When Zuma was expelled from his Deputy Presidency, some Zulu friends of mine said that Msholozi was a victim of what has come to be known as ‘the Xhosa-Nostra'. They even went as far as saying Zuma should leave the ANC and form his own party and they would support him. My question to them was why is Zuma supported by Zwelinzima Vavi, Fikile Mbalula, Gwede Mantashe and numerous other Xhosa-speaking comrades if the power-struggle in the ANC was a Xhosa-Zulu thing? Why does Zuma have overwhelming support among the BaSotho in the Free State and Lekota does not have? The Shangaans, the Vendas, the Swazis in Mpumalanga, the Batswana in North-West, and the Xhosas in the Eastern Cape, W.Cape (aboSkwatsha) support Zuma? Yini lena? The answer is simple.

ANC people have moved away from ethnic politics to national politics. COPE wants to take us back to ethnic politics, tribalism. That is why I say they have failed, and this will be demonstrated on the 22nd of April this year. When the followers achieve a higher level of political development than the people who claim they are their leaders, we have a situation where the less desires to give direction to the greater, a mathematical anomaly, in that that the greater cannot come from the less. AmaXhosa have demonstrated to COPE leaders like Mluleki George and Reverend Mvume Dandala that they do not attach their loyalties to ethnic leaders; they support a national democratic movement.

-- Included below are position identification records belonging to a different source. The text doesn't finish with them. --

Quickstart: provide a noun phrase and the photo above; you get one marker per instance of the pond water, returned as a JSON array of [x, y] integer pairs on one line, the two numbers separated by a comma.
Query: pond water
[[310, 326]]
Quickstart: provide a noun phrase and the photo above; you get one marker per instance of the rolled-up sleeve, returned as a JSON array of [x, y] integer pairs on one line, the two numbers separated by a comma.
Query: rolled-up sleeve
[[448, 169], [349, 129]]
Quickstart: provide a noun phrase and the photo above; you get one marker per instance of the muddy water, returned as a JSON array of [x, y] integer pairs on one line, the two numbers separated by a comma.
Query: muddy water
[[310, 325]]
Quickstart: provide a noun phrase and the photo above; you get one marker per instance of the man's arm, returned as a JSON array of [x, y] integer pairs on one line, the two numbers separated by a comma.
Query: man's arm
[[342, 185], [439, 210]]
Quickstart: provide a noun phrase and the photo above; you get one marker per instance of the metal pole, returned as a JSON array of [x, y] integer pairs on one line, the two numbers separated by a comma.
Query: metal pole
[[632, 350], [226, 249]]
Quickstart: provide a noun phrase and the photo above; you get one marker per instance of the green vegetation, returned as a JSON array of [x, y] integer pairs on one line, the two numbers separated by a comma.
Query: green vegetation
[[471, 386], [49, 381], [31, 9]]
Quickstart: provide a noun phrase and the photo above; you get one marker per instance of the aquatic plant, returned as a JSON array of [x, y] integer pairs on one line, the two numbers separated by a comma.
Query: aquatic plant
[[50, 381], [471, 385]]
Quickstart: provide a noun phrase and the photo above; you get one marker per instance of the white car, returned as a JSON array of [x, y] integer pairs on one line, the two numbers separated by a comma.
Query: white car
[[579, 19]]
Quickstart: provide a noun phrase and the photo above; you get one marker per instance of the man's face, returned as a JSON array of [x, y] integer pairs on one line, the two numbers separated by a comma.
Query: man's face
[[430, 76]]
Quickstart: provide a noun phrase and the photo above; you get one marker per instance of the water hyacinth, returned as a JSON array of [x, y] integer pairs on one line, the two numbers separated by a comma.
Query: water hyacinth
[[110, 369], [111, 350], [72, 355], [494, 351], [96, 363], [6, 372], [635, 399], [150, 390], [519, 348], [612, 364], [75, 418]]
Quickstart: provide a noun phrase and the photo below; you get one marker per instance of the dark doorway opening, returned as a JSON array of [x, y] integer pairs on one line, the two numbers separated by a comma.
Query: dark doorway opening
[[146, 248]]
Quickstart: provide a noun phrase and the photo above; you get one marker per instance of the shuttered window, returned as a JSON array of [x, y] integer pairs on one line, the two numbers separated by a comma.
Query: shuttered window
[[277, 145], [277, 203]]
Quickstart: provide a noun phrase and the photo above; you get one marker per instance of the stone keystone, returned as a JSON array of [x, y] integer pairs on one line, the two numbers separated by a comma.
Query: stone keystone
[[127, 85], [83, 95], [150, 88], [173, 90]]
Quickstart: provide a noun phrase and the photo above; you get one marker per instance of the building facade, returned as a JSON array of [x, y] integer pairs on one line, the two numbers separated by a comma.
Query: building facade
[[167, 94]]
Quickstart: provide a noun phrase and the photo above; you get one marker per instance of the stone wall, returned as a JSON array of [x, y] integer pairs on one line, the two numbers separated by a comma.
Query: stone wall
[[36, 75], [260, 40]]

Freddie finds it strange that ANC leaders in 1912 had a more advanced socio-political vision than leaders who lead the ANC in the 2000s. The politics of ethnicity is a thing of the past in the ANC. People who still try to peddle it among us are just pissing against the wind, because the people will oppose them, Freddie. I am a Zulu but I will never be seduced by the IFP. We have moved on; we have become national political animals.

I have written this article to calm the fears of a young man, Freddie Tshikala, a Venda young man, and those of my other comrades who are perturbed by political people who keep saying the Eastern Cape is their stronghold without any political legs to stand on. I have also written this article to salute all my comrades in the Eastern Cape and the other provinces who have refused to be seduced by ethnic power-mongers who seek to take us back politically, to the era of tribalism. Viva ANC Viva. Come April 22 we shall bury the corpse of COPE ethnicity in the grave of discarded ethnic chauvinism.

Thula Bopela is a Head: Security Management at Parliament. He writes in his personal capacity.